Accepted Paper

Breaking and repairing land and labour: extractive masculinities in the mining industry  
Iona Summerson (SOAS, University of London)

Presentation short abstract

This paper examines logics of rehabilitation in relation to land damaged by mineral extraction and drill rig workers’ bodies. Promises of rehabilitation allow damage to land and labour to occur in the first place and masculinity plays a key role in rig workers’ willingness to break their bodies.

Presentation long abstract

This paper examines logics of rehabilitation as they relate to land damaged by mining activity and to the worn-out bodies of drill rig workers.
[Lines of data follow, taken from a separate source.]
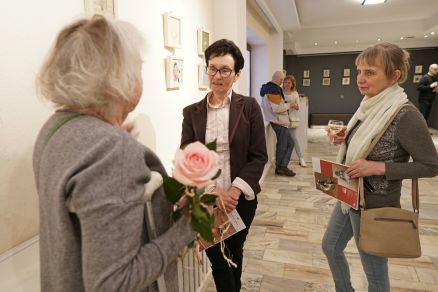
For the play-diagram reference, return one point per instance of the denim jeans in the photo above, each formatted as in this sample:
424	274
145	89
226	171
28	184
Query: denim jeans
284	147
341	228
296	144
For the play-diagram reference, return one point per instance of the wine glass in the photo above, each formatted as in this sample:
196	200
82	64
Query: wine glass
335	127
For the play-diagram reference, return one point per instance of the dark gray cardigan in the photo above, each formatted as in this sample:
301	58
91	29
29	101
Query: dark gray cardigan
407	136
104	247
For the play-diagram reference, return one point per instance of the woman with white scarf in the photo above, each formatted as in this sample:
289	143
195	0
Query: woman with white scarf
380	70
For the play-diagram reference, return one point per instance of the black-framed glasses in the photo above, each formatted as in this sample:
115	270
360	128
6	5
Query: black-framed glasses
224	72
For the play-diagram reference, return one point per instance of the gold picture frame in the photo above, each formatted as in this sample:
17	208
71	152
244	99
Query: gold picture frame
203	40
417	78
306	73
306	82
346	81
174	72
326	81
202	77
It examines claims that mining can repair damage done to the land and return land to its pre-mining state (and even ecologically improve the land); and parallel notions that bodies, abused during work in the mining industry, can be repaired by medicine. Drawing on ethnographic research on a drill site in ‘Australia’ in 2023, where a drill rig prototype for mineral exploration was being tested, the paper shows how the breaking of land and bodies is directly connected (the redirected energy used to break the land during drilling is what breaks the bodies of drill workers). It further shows that these discourses of rehabilitation allow the damage to both land and labour to occur in the first place – rehabilitation discourses reassure communities and mine workers that they can break their land/bodies, with the promise of their future repair. I argue that masculinity plays a key role in drill rig workers’ willingness to break their bodies for capital accumulation (and settler colonial land appropriation by mining); workers performed various masculinities, navigating tensions between the desire to exhibit macho traits, and the desire to protect their bodies. This paper intervenes in debates on the possibilities of regeneration from colonial capitalist ruination (Tsing 2003, Khayyat 2022) and in recent literature on the intersections between disability studies, masculinity studies and political ecology.